10 Stupid Things Everyone Does While Alone at Home

10 Stupid Things Everyone Does While Alone at Home
Human beings are social animals, which in other words means that we have to behave ourselves all the time and stick to certain social rules in order to be accepted as 'normal' or 'acceptable'. But for how long can you suppress that visceral 'you' from acting freely? Not for long. Given below are some of the most common and stupid things that we all do when we are alone at home.
"Only two things are infinite, the universe and human stupidity, and I'm not sure about the former."
― Albert Einstein
The other day at the café, a calm and relaxed gentleman gave free reins to his personal wind. I reckon he took the liberty because he thought he was the only customer basking in the quietude of the café, I instantly became enamored of his valor. That is a different story that I was sitting with my friend right behind him and that valor of his proved to be so potent that it set my friend's nasal antennae on fire (good for him actually, since it saved him from tweezing them), and that as soon as the raspy voice broke out, we both couldn't help but double up with laughter. Poor gentleman didn't know where to shove his face.
Something phenomenal entered my consciousness after this episode; the reason behind the gentleman's burp from the wrong end could possibly be ascribed to his comfort with his solitary surroundings. In other words, the only place where we are actually allowed to have a little (or huge) rectal turbulence is either within the four walls of our toilet or when we are ALONE. Aha! But this isn't the only fun thing or stupid thing that you can do or you do, in general when you are by yourself. Explore some ridiculously imbecile things that we all do when given the privilege of solitude.
Trip the light fantastic
Wohooo! Yey Yey, I'm alone baby! You awaken that inner sensual God/Goddess in you and cut some serious rug anywhere- footstool, kitchen counter or that rickety chair. Every part of your body is trembling with ecstasy; you are thrilled to see your hips move exactly like Shakira or even smoother than hers, WHAM! Crap! You hurt your a**s.
Dawdle leisurely in the altogether
This is one of the most exhilarating things one can do alone―move starkers around the house. It gives you a certain feeling of POWER because you know that nowhere on earth can you walk unclad like a mighty lion/lioness but when you are by yourself. But be careful, this might freak your cat out, totally.
Have profound conversations with yourself
What if there is an alien invasion tomorrow? What if there were zombies on my trail? What should I do if Jesus was standing at my doorstep? What if I develop wizardy powers? (I'll so Avada Kedavara that b**** I loathe), What if my teddy bear is not a teddy bear but a dissatisfied scorned witch? Aaaaahhhhhhh.

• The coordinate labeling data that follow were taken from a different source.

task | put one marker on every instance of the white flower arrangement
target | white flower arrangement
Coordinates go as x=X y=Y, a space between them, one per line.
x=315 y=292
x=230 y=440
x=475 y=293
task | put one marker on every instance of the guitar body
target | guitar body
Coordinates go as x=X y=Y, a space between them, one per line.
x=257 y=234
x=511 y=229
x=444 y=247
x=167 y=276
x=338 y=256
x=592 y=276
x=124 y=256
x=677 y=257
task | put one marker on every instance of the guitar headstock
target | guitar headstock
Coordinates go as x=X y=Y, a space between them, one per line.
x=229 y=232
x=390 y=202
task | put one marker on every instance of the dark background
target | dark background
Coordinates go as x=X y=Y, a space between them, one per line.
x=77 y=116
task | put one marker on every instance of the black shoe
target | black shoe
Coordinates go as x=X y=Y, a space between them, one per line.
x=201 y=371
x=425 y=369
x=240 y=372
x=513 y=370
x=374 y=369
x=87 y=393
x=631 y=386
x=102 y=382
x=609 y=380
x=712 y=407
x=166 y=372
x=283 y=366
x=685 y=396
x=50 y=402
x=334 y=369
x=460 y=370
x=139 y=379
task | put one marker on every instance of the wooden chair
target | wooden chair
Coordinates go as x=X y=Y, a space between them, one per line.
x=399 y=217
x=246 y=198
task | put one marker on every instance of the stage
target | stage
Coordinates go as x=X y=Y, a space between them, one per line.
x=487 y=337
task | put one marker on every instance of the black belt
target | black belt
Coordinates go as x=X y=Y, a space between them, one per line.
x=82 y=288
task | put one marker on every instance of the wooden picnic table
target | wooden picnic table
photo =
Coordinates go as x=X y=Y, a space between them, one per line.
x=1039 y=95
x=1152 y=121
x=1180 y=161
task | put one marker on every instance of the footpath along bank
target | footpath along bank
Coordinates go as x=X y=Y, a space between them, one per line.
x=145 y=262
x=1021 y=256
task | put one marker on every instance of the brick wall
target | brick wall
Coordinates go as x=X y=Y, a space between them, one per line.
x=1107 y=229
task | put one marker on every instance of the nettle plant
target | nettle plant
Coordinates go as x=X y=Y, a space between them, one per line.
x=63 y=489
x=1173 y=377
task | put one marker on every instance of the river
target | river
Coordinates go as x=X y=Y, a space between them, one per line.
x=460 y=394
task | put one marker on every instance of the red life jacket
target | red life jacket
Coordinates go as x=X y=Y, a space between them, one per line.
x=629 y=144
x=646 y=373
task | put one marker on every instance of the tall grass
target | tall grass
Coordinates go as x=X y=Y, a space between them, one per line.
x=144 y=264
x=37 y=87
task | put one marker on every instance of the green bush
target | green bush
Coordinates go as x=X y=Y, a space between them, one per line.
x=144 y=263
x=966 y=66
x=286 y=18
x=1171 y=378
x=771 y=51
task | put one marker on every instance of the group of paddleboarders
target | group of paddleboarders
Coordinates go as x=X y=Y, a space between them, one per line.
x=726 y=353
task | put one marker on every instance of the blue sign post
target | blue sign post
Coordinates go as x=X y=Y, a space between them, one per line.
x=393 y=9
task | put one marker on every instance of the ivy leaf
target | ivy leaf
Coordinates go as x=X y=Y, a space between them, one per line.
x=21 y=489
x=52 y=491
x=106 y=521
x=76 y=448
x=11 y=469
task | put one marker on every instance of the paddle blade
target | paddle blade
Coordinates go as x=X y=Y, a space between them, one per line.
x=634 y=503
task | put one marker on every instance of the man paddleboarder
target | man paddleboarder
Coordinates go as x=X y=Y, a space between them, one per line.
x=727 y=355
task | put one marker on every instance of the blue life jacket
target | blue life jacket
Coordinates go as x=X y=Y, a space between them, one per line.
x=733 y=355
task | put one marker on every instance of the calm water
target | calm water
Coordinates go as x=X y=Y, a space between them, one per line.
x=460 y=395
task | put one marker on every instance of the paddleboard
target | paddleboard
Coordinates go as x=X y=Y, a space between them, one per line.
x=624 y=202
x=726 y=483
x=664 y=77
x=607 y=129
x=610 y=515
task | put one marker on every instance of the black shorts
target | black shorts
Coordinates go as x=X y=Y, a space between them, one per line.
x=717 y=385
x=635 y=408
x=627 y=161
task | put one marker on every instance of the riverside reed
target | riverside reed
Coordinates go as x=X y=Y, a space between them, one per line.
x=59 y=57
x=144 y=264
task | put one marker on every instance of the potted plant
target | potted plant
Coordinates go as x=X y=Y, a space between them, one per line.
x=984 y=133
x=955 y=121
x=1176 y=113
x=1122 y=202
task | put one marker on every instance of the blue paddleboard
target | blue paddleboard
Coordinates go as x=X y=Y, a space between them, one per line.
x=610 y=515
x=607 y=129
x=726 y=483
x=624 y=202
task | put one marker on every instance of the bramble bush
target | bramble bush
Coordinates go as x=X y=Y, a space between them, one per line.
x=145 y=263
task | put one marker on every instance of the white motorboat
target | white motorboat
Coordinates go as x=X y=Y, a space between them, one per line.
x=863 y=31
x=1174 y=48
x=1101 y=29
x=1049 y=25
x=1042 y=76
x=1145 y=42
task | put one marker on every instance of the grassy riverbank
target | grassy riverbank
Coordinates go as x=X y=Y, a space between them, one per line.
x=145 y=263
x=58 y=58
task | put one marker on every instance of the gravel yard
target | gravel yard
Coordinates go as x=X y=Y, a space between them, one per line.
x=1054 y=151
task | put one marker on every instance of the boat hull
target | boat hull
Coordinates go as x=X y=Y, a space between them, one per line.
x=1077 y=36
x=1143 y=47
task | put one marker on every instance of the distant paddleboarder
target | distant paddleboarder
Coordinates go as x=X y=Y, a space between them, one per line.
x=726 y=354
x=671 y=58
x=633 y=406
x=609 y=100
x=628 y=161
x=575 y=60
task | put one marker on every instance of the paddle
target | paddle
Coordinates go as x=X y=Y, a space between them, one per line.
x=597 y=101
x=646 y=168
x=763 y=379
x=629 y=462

Belt out songs in weird voice
I got the eye of the tiger, a fighter, dancing through the fire (I usually widen my eyes and pretend as if I'm jumping through a ring of fire while singing forcefully, after all I'm a performer)
'Cause I am a champion and you're gonna hear me roar (I actually roar)
Louder, louder than a lion (I yell so loudly that I feel as if there are billions of ants crawling in my brain)
'Cause I am a champion and you're gonna hear me roar (roar again)
Oh oh oh oh oh oh oh.
Do antics before the mirror
Be it posing menacingly with a toy gun pointed at your own reflection or smirking dangerously as if mentally machinating a murder, or staring adoringly at your own pretty self, one can't deny the instant ego boost one gets by acting out in front of the mirror. Funny homo sapiens.
Be a model
Slip into your favorite dress, cake yourself, invent some sweet smooth moves, and it's SELFIE time! You wind up wearing everything from your wardrobe because you want to check if you still look awesome in them.
Watch horror videos and scare yourself
I love that trembling sensation that I can experience only when I'm watching horror videos by myself. However, the real trembling starts when every little movement in the house starts seeming like a poltergeist's nasty prank. I think someone is watching the screen over my shoulder as I'm typing this.
The breaking of the wind
Oh yeah. Your Polly or series of Pollies could be let out from the jail when there's no one around to give you that scandalized expression. You would be truly surprised to find how energetic your other body opening could be! It too, could be used to make a powerful stand on things, just like your mouth. However, the smell can grossly offend your nose.
Not closing the bathroom door while urinating or defecating
This is akin to that wonderful feeling of ambling naked in the house. In everyday situations when there are people in the house, even a little wiggle of the lock makes you jump out of your toilet seat, but when you are alone, you will make the most of your freedom by having your door open while you answer nature's call. You will realize how different your room looks as you scan it while you are seated on the toilet seat. Told you, it feels different.
Other unusually usual things that we are likely to do when we are alone at home are- nose picking (ah! that amazing feeling of mining your nose), learning a difficult song by heart so that you can swank it in front of your friends, examining your under arms carefully by smelling, having profound conversations with your pets, giving a deeply moving emotional speech for winning the best actor award, etc. We are all a bunch of weird people, really.